This is a small town near to the ruins of Ephesus, the capital of the Eastern part of the Roman empire. I have been told to procure photos of the site so that they may be entered into a database.
Now it’s 10pm and I’m sitting in an outdoor restaurant waiting for a chicken shish kebab. One other table is occupied by a large group of about 20 people. At the cafes opposite men play some kind of dominoes, others just sit staring at the group of young people. I think the same people were sitting at the same tables when I went out for a walk about 8 hours ago. Then they weren’t drinking, smoking or eating, but I assumed that was because it was Ramadan, but now that the sun has gone down they could drink chai, smoke or eat if they wanted to. Allah wouldn’t mind. Though most people here appear to be observing Ramadan many aren’t. Passing one of the cafes today the owner started chatting to me and invited me to a cup of chai, on the house, and he had one as well.

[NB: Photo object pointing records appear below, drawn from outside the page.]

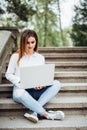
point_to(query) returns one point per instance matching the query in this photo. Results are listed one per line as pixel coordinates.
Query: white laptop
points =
(39, 75)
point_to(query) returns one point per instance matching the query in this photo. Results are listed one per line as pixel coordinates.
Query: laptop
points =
(39, 75)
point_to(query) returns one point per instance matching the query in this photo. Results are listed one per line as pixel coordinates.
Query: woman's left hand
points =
(39, 87)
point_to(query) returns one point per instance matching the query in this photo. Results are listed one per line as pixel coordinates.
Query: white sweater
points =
(13, 70)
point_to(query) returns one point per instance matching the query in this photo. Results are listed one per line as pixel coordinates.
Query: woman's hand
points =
(39, 87)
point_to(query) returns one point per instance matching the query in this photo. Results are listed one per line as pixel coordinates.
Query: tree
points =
(79, 29)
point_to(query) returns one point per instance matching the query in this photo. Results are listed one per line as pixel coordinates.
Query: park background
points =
(57, 22)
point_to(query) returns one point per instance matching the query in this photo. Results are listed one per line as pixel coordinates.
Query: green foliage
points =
(21, 9)
(79, 30)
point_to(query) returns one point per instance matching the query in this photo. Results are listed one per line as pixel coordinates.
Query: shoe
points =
(56, 115)
(31, 117)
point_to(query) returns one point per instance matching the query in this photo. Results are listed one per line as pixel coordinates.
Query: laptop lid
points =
(40, 75)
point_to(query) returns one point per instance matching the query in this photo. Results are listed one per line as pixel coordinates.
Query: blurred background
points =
(57, 22)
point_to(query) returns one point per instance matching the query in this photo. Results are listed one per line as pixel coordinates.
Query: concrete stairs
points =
(71, 70)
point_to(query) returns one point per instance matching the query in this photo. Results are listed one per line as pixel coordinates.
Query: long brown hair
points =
(24, 37)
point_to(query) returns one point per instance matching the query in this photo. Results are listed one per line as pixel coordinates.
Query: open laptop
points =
(39, 75)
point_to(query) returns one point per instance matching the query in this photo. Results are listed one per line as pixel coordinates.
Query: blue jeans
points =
(35, 99)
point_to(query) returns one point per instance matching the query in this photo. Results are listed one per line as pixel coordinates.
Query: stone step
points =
(59, 102)
(70, 66)
(63, 49)
(74, 122)
(65, 76)
(65, 87)
(66, 57)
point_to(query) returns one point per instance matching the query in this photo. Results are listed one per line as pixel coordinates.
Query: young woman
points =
(35, 98)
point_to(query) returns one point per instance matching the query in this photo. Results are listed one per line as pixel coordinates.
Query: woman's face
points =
(30, 44)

Most of the people in the cafes just seem to be sitting and looking. Mostly they’re not talking. A younger guy takes a call on his mobile. The older men sit and watch, like the cats and dogs which don’t appear to be owned as pets here so they’re out on the streets. In Ukraine as well. There were dogs sleeping all over the place in Odessa.
I was feeding a cat some of my chicken until the restaurant owner came and shooed it away. But then it came back and I gave it some more. I think it’s the same cat, a kitten, that I was feeding last night at a different restaurant. Then I’d ordered too much food, or got more than I ordered due to a breakdown in communications. The first thing I asked for, grilled chicken, I was told wasn’t available so I said in that case I’ll have spaghetti bolognaise and a salad but I ended up getting all three. After its food the cat fell asleep on one of my feet, the left one I think.
Women don’t seem to go to bars or cafes here, except for tourist women. I’m the only customer left in the bar I’m in now, which is closing for the night, the owner taking in the tables and chairs. The bar next door is still going, playing Turkish music, and a cafe and a restaurant opposite are still open.
It’s about midnight.
My hotel room is opposite the mosque. I was woken this morning by the call to prayer, though rather than going off and praying I went back to sleep. I can understand why some fundamentalist islamists despise Turkey. Islam seems to be becoming like the Church of England, something that’s there for those that want it but which doesn’t dominate society in the way it used to. But Turkey has been an officially secular country for a long time, though it has just elected a moderate islamist president whose wife wears a headscarfe, and though current laws prohibit her from wearing the headscarfe in public buildings, the president wants to change that.